The chemodynamical memory of a major merger in a NIHAO-UHD Milky Way analogue I: A golden thread through time and space
Sven Buder, Tobias Buck, Ása Skúladóttir, Melissa Ness, Madeleine McKenzie, Stephanie Monty
TL;DR
This paper investigates how the Milky Way’s last major merger leaves chemodynamical memory in present-day stars using a high-resolution NIHAO-UHD cosmological zoom-in Milky Way analogue. By classifying accreted stars into four orbital-energy zones and analyzing birth radii, ages, and current orbits, the study demonstrates that stars born in the progenitor core are more metal-rich and more tightly bound, while outskirts-born stars are metal-poorer and less bound, evidencing chemodynamical memory across the merger. The authors also reveal non-linear abundance trends in multiple element ratios and show that selection in integrals-of-motion space biases against core remnants, emphasizing the need for inner-Galaxy, chemistry-driven strategies to recover a representative accreted-star census.
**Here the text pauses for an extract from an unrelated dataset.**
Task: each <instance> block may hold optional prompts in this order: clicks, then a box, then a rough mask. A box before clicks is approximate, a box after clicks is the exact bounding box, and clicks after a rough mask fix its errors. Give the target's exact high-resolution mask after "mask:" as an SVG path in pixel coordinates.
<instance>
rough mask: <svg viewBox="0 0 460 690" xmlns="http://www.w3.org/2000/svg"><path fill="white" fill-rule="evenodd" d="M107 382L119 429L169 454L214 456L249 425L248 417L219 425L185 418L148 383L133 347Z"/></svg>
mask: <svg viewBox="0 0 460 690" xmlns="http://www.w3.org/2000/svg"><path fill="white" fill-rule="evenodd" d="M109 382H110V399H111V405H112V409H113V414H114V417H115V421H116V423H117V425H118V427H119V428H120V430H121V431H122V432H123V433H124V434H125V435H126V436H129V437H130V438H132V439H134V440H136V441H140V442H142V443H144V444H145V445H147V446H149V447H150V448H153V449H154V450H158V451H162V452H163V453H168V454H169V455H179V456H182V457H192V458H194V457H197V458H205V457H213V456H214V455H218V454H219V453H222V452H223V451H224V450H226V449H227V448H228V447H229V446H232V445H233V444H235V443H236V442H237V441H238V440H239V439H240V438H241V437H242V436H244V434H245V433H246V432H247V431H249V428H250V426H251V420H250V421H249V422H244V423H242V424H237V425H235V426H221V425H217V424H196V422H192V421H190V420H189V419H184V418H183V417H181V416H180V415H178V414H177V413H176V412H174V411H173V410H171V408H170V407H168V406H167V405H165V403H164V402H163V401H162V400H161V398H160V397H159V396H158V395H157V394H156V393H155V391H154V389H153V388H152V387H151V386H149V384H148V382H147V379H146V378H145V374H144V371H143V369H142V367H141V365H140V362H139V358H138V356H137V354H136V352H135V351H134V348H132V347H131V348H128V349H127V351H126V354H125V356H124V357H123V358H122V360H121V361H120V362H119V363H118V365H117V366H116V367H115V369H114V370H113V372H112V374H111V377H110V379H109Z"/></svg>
These findings validate and extend prior idealized results to a cosmological context, offering guidance for future observational surveys to trace the GSE and refine the inferred mass-metallicity relation of accreted systems.
Abstract
Understanding how the Milky Way's present-day structure was shaped by past major mergers is a key goal of Galactic archaeology. The chemical and dynamical structure of the Galaxy retains the imprint of such events, including a major accretion episode around 8-10 Gyr ago. Recent findings suggest that present-day orbital energy correlates with stellar chemistry and birth location within the merging progenitor galaxy. Using a high-resolution NIHAO-UHD cosmological zoom-in simulation of a Milky Way analogue, we trace the birth positions, ages, and present-day orbits of stars accreted in its last major merger. We show that stars born in the progenitor's core are more tightly bound to the Milky Way and chemically enriched, while those from the outskirts are less bound and metal-poor. This supports the scenario proposed by Skúladóttir et al. (2025) using idealised simulations, now demonstrated in a cosmological context. The preserved chemodynamical memory is also evident in elemental planes such as [Al/Fe] vs. [Mg/Mn], reflecting gradients in star formation efficiency. The median abundance trends for different orbital energies are broadly similar, though less pronounced and more non-linear than the linear relations reported by Skúladóttir et al. (2025), with relatively good agreement at the highest metallicities. Our results reveal that spatial and temporal memory is retained across the merger -- connecting birth locations to present-day properties like a golden thread. We demonstrate that selection methods in integrals-of-motion space systematically bias progenitor reconstructions by missing its enriched core, and we outline strategies to obtain a more representative census of accreted stars.